Figure 1. Classification-based receptive field estimation.

Figure 1

(A) Linear models of neural response generation perform integration of stimulus features using a linear filter corresponding to the neuron's receptive field (RF). (B) Standard linear-nonlinear Poisson (LNP) model: a static memoryless nonlinearity is applied to the linear stimulus projection with subsequent Poisson spike generation. (C) The binary model assumed here generates spikes from the (noisy) linear projection through an explicit threshold operation. (D) Stimulus examples, e.g., image or spectrogram patches, are recast as vectors in order to estimate the linear filter in the binary model.

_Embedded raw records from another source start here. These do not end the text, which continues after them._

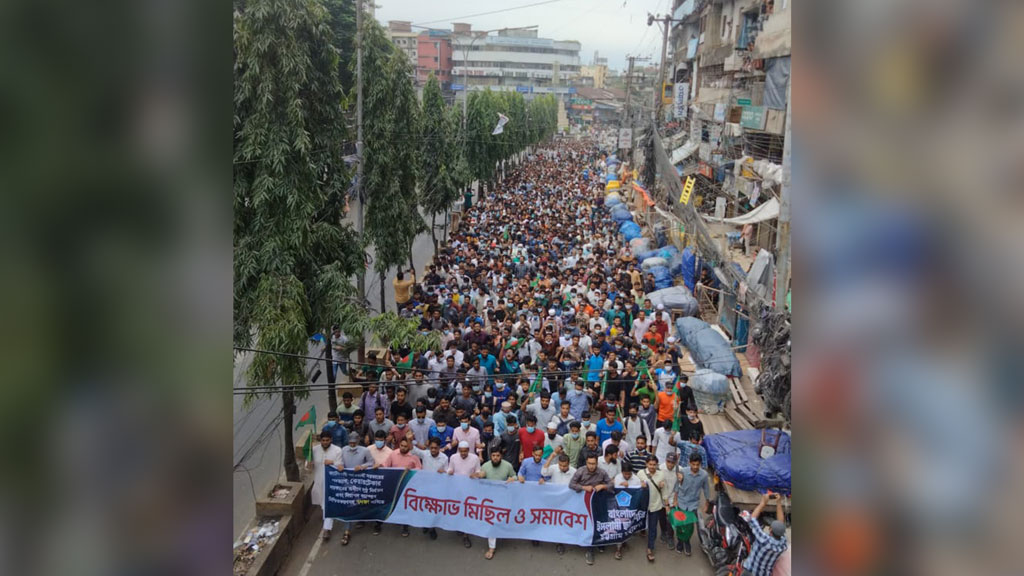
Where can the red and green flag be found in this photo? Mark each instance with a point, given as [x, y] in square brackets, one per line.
[537, 383]
[307, 419]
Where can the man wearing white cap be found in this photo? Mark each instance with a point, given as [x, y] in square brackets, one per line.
[665, 315]
[468, 464]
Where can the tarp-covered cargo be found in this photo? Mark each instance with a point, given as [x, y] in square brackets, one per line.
[736, 458]
[676, 298]
[708, 347]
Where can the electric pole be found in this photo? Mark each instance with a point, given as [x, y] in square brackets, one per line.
[629, 93]
[666, 22]
[360, 198]
[782, 244]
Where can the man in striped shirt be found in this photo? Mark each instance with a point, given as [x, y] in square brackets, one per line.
[766, 548]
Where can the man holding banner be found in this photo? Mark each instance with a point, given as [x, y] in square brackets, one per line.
[325, 454]
[498, 469]
[465, 463]
[590, 479]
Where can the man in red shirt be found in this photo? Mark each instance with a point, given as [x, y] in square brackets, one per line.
[529, 437]
[402, 458]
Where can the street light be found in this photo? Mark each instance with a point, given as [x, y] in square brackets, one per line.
[465, 60]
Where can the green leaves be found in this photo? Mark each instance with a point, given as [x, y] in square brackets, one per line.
[293, 255]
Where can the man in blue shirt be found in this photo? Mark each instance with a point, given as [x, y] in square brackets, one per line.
[488, 362]
[606, 426]
[339, 434]
[579, 399]
[530, 467]
[766, 548]
[594, 365]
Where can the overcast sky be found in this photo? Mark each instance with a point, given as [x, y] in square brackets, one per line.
[613, 28]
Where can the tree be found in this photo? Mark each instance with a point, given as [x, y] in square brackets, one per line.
[439, 155]
[390, 153]
[293, 256]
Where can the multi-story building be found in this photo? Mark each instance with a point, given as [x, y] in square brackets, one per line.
[512, 60]
[596, 72]
[730, 63]
[434, 49]
[401, 35]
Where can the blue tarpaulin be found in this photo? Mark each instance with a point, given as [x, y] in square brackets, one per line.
[689, 268]
[708, 347]
[621, 214]
[630, 230]
[735, 456]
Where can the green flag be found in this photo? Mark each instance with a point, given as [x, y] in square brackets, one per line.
[307, 449]
[537, 383]
[307, 419]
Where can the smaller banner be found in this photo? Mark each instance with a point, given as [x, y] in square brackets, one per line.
[489, 509]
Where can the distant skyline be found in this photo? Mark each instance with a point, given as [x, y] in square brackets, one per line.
[613, 28]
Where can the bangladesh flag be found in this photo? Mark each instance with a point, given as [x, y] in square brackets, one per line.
[307, 419]
[683, 522]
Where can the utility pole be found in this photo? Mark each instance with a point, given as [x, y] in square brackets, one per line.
[626, 111]
[782, 241]
[666, 22]
[629, 93]
[360, 197]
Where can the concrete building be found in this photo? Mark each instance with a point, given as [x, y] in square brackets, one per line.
[434, 50]
[401, 35]
[513, 60]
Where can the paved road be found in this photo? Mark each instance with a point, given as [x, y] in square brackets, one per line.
[389, 553]
[265, 466]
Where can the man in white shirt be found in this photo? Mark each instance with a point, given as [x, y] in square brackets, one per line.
[552, 440]
[666, 441]
[421, 425]
[560, 474]
[670, 468]
[609, 463]
[640, 326]
[324, 454]
[625, 479]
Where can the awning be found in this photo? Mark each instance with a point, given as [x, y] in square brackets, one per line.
[646, 197]
[683, 152]
[766, 211]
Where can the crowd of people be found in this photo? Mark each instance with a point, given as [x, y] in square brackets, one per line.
[554, 367]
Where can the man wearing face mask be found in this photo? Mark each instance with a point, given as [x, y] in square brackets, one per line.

The binary responses recorded in experiments are used to label the resulting vectors as spike-eliciting (red) or non-spike-eliciting (gray). The proposed classification-based receptive field (CbRF) estimation method aims to identify the hyperplane that optimally separates the spike and non-spike classes in a high-dimensional space, whose dimensionality corresponds to the stimulus vectors' dimensionality. The box illustrates the principle in two dimensions: a large-margin classifier adjusts the separating hyperplane with normal vector k such that the risk of misclassifying stimulus examples is minimized. Misclassified stimulus examples are marked by white circles and their distance to the hyperplane by black lines. The estimate of the linear RF filter corresponds to the recast normal vector of the hyperplane.